Remarque qui permet de
glisser vers l'étonnante construction du livre dominée par…. l'arbre. Et pas
n'importe lequel puisqu'il s'agit de l'arbre des Séphirot,
comparable pour les kabbalistes à l'Arbre de vie, véritable diagramme de la
création. Cet arbre est construit sur trois axes sur lesquels se répartissent
les séphirots qui sont des nombres et des symboles représentatifs de la
création, celle du cosmos mais aussi celle, individuelle, de chaque homme. "Tout acte, toute opération, tout
projet humain peut-être lu selon ce schéma" dit André Ughetto qui depuis
toujours passionné par la Kabbale, a naturellement songé à cet arbre des
Sephirot quand il s'est agi de publier une importante sélection de poèmes
écrits depuis des années. Il a donc choisi puis réparti les poèmes en une
première série ascendante depuis le niveau le plus bas, Malkuth, "notre
séjour terrestre, notre sphère d'action" jusqu'à la Couronne Kether
"point primordial, point dans le cercle". Mais "comme notre
condition n'est pas de rester plantés sur une cime", le poète invite son
lecteur à redescendre vers l'incarnation; "désescalade, redescente vers
les séphires inférieures".
De tout cela, très
justement, André Ughetto s'explique dans ses Intentions, en guise de postface.

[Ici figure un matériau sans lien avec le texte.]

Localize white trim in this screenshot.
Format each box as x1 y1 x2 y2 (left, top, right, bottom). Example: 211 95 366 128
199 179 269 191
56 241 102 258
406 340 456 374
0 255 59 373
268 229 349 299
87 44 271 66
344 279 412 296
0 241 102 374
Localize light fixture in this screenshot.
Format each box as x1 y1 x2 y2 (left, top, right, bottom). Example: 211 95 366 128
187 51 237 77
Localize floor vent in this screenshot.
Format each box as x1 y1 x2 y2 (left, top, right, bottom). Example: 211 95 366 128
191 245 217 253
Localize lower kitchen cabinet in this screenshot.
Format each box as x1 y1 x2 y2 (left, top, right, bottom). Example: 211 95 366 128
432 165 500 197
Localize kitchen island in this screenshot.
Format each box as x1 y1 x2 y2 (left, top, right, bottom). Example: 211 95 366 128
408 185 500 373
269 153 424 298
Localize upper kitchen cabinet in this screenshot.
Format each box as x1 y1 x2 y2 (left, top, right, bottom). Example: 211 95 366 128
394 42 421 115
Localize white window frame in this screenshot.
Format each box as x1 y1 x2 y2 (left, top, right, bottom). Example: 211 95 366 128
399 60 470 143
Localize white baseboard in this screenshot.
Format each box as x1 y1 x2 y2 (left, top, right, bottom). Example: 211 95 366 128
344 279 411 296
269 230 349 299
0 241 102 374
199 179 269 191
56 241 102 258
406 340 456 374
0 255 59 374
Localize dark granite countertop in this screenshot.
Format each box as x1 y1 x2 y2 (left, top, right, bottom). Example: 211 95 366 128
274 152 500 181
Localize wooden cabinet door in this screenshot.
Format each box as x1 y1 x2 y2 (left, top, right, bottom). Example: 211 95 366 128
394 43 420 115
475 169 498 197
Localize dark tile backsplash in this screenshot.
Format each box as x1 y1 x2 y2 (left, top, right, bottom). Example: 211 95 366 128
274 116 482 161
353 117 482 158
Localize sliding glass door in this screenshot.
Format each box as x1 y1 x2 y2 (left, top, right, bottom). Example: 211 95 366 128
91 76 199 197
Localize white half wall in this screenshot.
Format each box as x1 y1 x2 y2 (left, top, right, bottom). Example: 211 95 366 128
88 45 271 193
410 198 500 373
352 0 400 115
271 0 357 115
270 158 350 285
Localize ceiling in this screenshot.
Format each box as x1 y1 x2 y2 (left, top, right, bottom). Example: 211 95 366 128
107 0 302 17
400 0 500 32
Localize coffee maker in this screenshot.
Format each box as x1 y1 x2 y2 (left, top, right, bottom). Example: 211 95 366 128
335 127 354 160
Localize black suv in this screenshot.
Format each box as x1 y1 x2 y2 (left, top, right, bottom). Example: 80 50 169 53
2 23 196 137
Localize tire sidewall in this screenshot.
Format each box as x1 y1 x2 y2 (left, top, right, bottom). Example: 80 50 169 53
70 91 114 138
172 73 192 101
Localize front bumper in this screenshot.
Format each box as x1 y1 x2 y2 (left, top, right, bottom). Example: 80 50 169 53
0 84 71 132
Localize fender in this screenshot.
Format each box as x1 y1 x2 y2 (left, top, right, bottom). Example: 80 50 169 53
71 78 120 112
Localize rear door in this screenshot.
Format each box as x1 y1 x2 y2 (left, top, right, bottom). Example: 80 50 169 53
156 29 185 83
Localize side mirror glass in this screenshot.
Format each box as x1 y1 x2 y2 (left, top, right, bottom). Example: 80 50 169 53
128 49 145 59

On est heureux de trouver
au terme de la lecture des poèmes, de plus amples explications sur ces noms
hébreux aux résonances inconnues qui ponctuent le livre, têtes de chapitres,
Tipheret, Netzach, Hod, Yesod. Il décrit cet autre arbre, symbolique,
ésotérique, comme un "stimulateur de [ses] errances imaginatives, repris
"comme un opérateur de classement pour des poèmes". Confronter aux
dix niveaux séphirotiques ces poèmes, dont la plupart furent écrits
antérieurement à l'idée de la construction du livre "a été une façon de
les mettre à l'épreuve, de les unifier en les reliant et d'affirmer leur diversité
en les maintenant sous un principe unitaire".
Mais surtout que tout
cela n'inquiète pas le lecteur ! Rues de la forêt belle n'a rien d'un ouvrage mystique, ésotérique, hors
de portée : c'est avant tout un beau recueil de poèmes qui offrent, à ceux qui
le désirent, de très beaux moments de lecture qu'ils aient envie ou non de se
pencher aussi sur la construction du livre et sur l'univers assez fascinant des
Séphirot dont la polysémie semble en accord ave "l'irréductible et
nécessaire polysémie de la poésie". Car c'est d'elle, la poésie qu'il
s'agit ici avant tout et sans aucune ambiguïté.
©florence trocmé
André Ughetto dans Poezibao :
fiche
bio-bibliographique
rencontre
avec André Ughetto (nov 05)
extrait
1
André Ughetto, Rues de
la forêt belle, Le Taillis Pré,
2004.
isbn : 2-930232-87-0, 20 €
Extrait
La poésie est un ouvrage
astronomique
Un long calcul dont nous sommes les osselets
Une chance sur des milliards que survienne un astéroïde
l'entropie d'un immense brouhaha
La recherche de la simplicité la plus exquise
Le silence lacté d'un étang sous la lune
La paix qui s'émerveille à la proue d'une rencontre
La vie discrète au parler incertain, la
Silhouette d'une biche fugace en un vert pré.